Él no se preocupaba, pues sabía que a esas horas la policía acostumbraba patrullar, y eso también se cumplió ese día. Sin más preocupaciones que su conquista del próximo día, llegó a su hogar agotado y dispuesto a dormir.

Desde el abrir de la puerta escuchó unos potentes gemidos provenientes de la habitación de ellos. No se preocupó, ya que consideraba normal el sexo en una pareja, subió la escalera para dirigirse a su habitación cuando se percató que tenían la puerta semi cerrada. Sólo por curiosidad decidió ver a través del pequeño espacio entre la puerta y su marco.

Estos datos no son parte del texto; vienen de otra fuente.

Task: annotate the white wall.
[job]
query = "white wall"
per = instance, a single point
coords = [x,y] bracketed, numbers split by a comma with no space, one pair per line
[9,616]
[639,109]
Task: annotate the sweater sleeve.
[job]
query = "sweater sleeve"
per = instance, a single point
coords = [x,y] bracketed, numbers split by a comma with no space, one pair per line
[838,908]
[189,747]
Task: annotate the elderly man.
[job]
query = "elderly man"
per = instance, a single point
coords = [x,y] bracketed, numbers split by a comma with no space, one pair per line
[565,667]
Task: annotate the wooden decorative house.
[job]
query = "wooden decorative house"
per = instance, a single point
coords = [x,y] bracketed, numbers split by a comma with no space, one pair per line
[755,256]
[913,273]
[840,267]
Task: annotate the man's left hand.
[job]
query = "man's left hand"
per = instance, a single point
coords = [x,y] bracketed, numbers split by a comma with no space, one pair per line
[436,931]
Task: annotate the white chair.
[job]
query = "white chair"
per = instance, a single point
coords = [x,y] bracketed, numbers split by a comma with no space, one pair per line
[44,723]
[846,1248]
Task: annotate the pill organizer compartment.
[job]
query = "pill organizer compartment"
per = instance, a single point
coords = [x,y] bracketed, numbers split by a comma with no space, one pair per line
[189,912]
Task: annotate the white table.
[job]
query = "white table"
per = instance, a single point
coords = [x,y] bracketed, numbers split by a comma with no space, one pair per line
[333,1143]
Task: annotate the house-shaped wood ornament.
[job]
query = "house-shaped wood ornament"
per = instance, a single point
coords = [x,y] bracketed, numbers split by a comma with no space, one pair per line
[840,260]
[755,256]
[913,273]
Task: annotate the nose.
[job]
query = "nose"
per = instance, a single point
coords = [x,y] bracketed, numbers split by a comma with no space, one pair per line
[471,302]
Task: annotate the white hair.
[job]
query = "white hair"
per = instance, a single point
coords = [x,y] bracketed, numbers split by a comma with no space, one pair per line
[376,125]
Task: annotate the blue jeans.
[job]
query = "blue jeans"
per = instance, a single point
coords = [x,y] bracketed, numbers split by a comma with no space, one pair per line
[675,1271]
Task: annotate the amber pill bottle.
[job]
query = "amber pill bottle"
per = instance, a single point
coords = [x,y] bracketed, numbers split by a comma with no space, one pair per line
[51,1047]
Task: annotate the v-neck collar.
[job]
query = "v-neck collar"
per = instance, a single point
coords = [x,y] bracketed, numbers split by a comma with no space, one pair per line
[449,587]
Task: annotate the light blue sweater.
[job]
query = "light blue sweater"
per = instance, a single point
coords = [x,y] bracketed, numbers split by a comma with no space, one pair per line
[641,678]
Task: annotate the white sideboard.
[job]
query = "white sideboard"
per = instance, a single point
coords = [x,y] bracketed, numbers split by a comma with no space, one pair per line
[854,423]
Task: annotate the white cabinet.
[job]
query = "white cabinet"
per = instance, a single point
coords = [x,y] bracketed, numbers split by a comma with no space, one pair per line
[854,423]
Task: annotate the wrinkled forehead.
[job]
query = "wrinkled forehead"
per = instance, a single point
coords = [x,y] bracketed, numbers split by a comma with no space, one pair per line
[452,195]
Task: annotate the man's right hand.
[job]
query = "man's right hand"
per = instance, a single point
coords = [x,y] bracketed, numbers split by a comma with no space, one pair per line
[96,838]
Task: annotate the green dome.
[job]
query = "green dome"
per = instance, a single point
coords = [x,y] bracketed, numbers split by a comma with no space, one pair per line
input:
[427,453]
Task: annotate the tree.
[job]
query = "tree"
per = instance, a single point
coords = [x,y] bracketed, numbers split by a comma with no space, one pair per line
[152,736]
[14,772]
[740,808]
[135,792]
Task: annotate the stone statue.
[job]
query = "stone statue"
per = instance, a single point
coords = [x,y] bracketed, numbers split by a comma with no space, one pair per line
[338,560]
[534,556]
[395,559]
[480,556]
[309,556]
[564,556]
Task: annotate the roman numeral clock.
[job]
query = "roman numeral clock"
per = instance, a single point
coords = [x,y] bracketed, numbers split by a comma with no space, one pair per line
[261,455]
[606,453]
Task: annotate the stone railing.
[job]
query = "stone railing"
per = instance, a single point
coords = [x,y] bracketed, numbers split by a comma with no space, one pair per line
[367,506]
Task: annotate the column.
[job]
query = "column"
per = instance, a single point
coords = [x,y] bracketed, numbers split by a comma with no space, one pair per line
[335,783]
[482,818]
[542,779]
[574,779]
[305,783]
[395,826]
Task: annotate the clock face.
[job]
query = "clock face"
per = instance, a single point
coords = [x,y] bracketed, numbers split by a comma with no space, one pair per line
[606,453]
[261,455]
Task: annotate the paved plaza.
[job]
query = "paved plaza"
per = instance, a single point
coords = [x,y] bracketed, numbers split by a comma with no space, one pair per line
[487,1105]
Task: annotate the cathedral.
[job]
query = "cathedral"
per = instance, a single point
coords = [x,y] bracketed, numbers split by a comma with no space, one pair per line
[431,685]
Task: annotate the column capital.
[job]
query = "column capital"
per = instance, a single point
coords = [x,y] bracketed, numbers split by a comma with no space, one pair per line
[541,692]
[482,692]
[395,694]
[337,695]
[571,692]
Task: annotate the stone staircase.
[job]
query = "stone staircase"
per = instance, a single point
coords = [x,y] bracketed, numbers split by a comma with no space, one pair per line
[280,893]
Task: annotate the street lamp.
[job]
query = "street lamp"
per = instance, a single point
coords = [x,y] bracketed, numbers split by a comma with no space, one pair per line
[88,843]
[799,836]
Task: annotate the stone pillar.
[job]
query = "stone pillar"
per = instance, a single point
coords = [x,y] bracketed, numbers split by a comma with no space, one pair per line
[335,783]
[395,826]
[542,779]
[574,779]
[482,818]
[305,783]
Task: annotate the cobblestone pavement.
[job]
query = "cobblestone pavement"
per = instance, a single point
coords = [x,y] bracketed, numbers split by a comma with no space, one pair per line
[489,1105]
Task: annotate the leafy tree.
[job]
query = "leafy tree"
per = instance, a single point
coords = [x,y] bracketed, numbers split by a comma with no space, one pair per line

Contempló a su cuñada montada sobre su hermano mirando hacia la abertura, al parecer en primera instancia no se había dado cuenta de que los estaba observando. Mario con cada movimiento, dejaba que un misil tierra-aire entrara y saliera, por el cuerpo de Laura, como una sacudida. Oleadas de placer los invadían sin remedio. Con un último resquicio de cordura, ella decidió mirar hacia el espacio por el cual se encontraba el ya caliente espectador, entonces ella se lamió los labios lentamente mirándolo a sus ojos. Él dejó rápidamente de observar aquel espectáculo, y se dirigió hacia su habitación, a pesar de que un pequeño bulto en su pantalón dificultara su caminar.